Miti: semplicemente «Michael»
«Jacko» tra dubbi e tradizione

Se quello che è arrivato nei negozi venerdì scorso fosse semplicemente il nuovo album di Michael Jackson, si sarebbe trattato, in ogni caso, di un evento: era assente da “Invincible” dell'ormai lontanissimo 2001

COMO Se quello che è arrivato nei negozi venerdì scorso fosse semplicemente il nuovo album di Michael Jackson si sarebbe trattato, in ogni caso, di un evento: era assente da “Invincible”, dell'ormai lontanissimo 2001. Avrebbe rilanciato la sua immagine con la lunga serie di concerti londinesi (che, sicuramente, avrebbero generato film, disco, di tutto di più) e poi avrebbe, finalmente, realizzato quello che aveva tutte le prospettive per essere l'album della maturità. Ma, ovviamente, quello che è arrivato nei negozi venerdì scorso non è semplicemente il nuovo album di Michael Jackson. I dischi normali, ad esempio, non sono accompagnati da una nota che garantisce l'autenticità dei brani con testimonianze di “sei dei produttori e tecnici del suono”, Greg Phillinganes “per 20 anni direttore musicale e pianista in molti dischi di Michael”, Dorian Holley “direttore delle voci di Michael”, tecnici del suono, produttori e musicisti, addirittura “due dei maggiori musicologi forensi” e “due personaggi di prim'ordine dell'industria discografica, che hanno avuto un ruolo determinante nella carriera di Michael”. Questo perché sono circolate illazioni (anche da parte di alcuni familiari) sull'autenticità di alcune registrazioni di “Michael”, questo il semplice titolo in contrasto con la complessa copertina, che incorona il compianto “king of pop” circondandolo di immagini che richiamano i vari periodi della sua carriera. Beh, ma alla fine com'è ‘sto disco? Intanto va subito detto che “funziona” proprio come disco in sé: dieci canzoni messe in sequenza con cura, una giusta alternanza di stili, forse senza un pezzo veramente memorabile o, forse, presto diventeranno tutti ugualmente memorabili nelle orecchie dei fan che sono i primi destinatari di questa operazione che sarà anche puramente commerciale ma è giustificata. Un po' di disappunto per l'iniziale “Hold my hand”: più che un duetto con Akon, come riportano le note, Jackson è un ospite di una canzone che somiglia non poco a “No woman no cry”.

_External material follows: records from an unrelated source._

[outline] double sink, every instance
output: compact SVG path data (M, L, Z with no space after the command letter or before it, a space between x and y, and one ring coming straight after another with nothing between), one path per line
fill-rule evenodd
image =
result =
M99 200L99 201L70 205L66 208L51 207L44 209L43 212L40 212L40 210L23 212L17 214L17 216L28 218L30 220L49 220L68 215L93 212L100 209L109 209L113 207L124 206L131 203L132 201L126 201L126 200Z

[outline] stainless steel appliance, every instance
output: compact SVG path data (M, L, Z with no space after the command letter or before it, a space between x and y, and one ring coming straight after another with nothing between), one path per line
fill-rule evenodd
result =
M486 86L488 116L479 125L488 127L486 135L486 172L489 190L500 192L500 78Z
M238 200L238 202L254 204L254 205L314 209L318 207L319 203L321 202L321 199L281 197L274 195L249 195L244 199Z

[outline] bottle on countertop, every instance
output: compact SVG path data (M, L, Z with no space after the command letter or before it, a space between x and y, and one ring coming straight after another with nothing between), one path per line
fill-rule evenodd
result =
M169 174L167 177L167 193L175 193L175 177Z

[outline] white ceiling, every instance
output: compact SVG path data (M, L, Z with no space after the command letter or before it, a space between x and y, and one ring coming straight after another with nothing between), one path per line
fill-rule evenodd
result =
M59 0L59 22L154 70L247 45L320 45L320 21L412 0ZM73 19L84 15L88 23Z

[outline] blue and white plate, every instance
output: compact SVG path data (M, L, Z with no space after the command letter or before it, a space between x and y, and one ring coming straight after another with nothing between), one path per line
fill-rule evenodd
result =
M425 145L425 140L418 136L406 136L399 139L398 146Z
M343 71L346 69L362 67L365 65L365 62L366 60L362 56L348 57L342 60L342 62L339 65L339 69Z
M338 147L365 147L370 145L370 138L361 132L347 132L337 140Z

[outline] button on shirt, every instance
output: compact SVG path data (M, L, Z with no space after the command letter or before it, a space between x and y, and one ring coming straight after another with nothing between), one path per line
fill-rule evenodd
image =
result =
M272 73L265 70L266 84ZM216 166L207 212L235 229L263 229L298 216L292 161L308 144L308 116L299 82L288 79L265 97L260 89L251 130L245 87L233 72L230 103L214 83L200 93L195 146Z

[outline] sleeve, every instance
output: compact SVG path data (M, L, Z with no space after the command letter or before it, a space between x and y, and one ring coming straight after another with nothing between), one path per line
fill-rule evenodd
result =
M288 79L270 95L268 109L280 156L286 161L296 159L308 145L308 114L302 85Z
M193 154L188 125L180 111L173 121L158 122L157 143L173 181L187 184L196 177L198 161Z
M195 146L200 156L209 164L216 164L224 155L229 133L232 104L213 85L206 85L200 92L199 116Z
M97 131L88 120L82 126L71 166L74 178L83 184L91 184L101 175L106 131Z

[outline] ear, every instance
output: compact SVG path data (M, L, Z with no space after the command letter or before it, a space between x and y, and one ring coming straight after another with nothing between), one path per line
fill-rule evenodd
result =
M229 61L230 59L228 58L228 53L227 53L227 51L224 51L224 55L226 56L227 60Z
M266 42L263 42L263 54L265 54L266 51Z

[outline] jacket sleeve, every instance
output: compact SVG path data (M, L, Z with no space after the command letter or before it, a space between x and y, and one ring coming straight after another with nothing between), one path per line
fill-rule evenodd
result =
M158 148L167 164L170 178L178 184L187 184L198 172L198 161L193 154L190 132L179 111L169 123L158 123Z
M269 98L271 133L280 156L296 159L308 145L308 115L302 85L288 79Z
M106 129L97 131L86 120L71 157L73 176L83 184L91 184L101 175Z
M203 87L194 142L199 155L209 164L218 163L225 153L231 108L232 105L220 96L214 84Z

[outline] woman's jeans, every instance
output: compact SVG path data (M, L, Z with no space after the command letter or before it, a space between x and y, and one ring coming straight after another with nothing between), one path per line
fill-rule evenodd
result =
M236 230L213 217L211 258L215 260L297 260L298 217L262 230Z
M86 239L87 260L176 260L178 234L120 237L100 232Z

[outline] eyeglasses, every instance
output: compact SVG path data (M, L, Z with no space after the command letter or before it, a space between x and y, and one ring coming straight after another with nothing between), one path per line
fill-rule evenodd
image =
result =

Se l'effetto “batteria umana” era stato canticchiato da Michael per dare un'idea di quello che sarebbe dovuto essere il ritmo, è stata un'ottima decisione conservarla e farne l'elemento caratterizzante di “Hollywood tonight”.  “Keep your head up” è una classica ballata con finalone corale. Chi ama Jackson avrà i brividi lungo la schiena ascoltando l'incipit di “(I like) The way you love me” con la voce - la sua voce - che spiega come deve essere il pezzo che, poi, è delizioso. Meno interessante “Monster”, con 50 Cent impegnato nell'inevitabile rap. Le note ci informano che “Best of joy” era una delle ultime cose a cui Jackson stava lavorando: orecchiabile, molto piacevole. “Breaking news”, autoronica, è quella che ha scatenato la “caccia all'imitatore”. Potrebbe essere un capitolo della saga personale iniziata con “Billie Jean”. Lenny Kravitz si è ritrovato in rete un abbozzo della sua “(I can't make it) Another day”, offerta all'amico ai tempi di “Invincible” e mai finita, e ha deciso di completarla (con Dave Grohl dei Foo Fighters). Un buon mix degli stili di entrambi. “Behind the mask” è un “furto autorizzato” a Sakamoto: a Jackson piaceva l'omonimo strumentale della Yellow Magic Orchestra e ha chiesto di poterlo completare con un suo testo: permesso accordato. Chiude la delicata e strappalacrime “Much too soon” che risale addirittura ai tempi di “Thriller”. Ecco, “Michael” non è bello né importante come quel capolavoro, forse non dovrebbe neppure esistere (su questo milioni di ammiratori si sono divisi) ma già che esiste è bello poter dire che non è spregevole, che non aggiunge nulla alla leggenda di Jackson ma, sicuramente, non la intacca.